Loop expansion around the Bethe approximation through the $M$-layer construction

TL;DR

This paper introduces a loop expansion method around the Bethe approximation using the $M$-layer construction, aiming to analyze phase transitions and critical behavior beyond mean-field theory.

Contribution

It develops a diagrammatic loop expansion for the $1/M$ perturbative series around the Bethe approximation, applicable to generic models on graphs, and connects it to field theory techniques.

Findings

The $1/M$ expansion can be expressed as a sum of Feynman diagrams with field theory-like prefactors.

The diagrams are evaluated by considering the original lattice structure with chains and Bethe trees.

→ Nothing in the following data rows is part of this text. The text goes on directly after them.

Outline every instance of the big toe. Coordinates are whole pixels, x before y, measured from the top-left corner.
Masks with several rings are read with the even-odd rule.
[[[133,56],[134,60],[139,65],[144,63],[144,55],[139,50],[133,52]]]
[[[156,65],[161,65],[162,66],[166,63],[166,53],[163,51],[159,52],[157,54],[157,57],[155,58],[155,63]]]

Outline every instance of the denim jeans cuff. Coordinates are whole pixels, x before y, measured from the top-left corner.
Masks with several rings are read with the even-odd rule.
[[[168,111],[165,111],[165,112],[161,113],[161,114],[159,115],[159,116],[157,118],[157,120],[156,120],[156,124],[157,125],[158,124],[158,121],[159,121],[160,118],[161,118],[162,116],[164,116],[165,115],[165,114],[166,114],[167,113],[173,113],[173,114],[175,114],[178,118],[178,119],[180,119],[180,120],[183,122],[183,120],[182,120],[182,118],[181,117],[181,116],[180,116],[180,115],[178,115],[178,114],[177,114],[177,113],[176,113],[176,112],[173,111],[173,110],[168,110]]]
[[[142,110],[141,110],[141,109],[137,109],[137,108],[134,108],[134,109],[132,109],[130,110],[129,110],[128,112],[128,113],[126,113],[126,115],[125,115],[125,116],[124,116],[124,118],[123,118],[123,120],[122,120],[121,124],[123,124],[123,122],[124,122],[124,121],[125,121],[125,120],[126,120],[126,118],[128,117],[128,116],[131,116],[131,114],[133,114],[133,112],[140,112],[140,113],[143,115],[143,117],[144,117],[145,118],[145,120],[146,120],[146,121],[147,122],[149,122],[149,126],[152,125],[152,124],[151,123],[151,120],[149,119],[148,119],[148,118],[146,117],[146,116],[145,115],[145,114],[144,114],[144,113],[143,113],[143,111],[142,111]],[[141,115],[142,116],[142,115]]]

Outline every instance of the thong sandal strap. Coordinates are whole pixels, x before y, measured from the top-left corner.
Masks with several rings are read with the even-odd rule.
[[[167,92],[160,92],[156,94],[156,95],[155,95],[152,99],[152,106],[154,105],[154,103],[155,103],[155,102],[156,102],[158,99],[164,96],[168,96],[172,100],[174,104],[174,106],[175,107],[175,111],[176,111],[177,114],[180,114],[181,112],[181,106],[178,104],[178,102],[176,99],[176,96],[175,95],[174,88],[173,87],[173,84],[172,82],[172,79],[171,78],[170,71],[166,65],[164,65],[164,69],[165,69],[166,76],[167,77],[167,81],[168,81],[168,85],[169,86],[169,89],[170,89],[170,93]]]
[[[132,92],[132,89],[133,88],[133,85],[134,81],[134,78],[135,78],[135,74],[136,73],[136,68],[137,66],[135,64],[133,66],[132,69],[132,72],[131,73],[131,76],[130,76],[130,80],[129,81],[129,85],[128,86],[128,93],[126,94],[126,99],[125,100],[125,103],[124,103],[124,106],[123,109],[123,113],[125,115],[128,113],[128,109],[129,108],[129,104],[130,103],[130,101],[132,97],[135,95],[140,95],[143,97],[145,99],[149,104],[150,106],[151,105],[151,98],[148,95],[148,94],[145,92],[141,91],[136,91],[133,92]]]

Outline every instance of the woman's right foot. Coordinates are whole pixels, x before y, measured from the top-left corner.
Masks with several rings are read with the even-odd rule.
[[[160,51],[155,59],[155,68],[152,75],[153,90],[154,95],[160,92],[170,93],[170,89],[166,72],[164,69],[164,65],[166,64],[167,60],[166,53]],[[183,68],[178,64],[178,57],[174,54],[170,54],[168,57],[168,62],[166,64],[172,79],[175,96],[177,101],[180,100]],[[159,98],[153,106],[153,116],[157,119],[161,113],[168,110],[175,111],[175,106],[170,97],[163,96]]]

Near critical points, the expansion diverges, providing a basis for non-mean-field critical exponent analysis.

Abstract

For every physical model defined on a generic graph or factor graph, the Bethe $M$-layer construction allows building a different model for which the Bethe approximation is exact in the large $M$ limit and it coincides with the original model for $M=1$. The $1/M$ perturbative series is then expressed by a diagrammatic loop expansion in terms of so-called fat-diagrams. Our motivation is to study some important second-order phase transitions that do exist on the Bethe lattice but are either qualitatively different or absent in the corresponding fully connected case. In this case the standard approach based on a perturbative expansion around the naive mean field theory (essentially a fully connected model) fails. On physical grounds, we expect that when the construction is applied to a lattice in finite dimension there is a small region of the external parameters close to the Bethe critical point where strong deviations from mean-field behavior will be observed. In this region, the $1/M$ expansion for the corrections diverges and it can be the starting point for determining the correct non-mean-field critical exponents using renormalization group arguments. In the end, we will show that the critical series for the generic observable can be expressed as a sum of Feynman diagrams with the same numerical prefactors of field theories. However, the contribution of a given diagram is not evaluated associating Gaussian propagators to its lines as in field theories: one has to consider the graph as a portion of the original lattice, replacing the internal lines with appropriate one-dimensional chains, and attaching to the internal points the appropriate number of infinite-size Bethe trees to restore the correct local connectivity of the original model.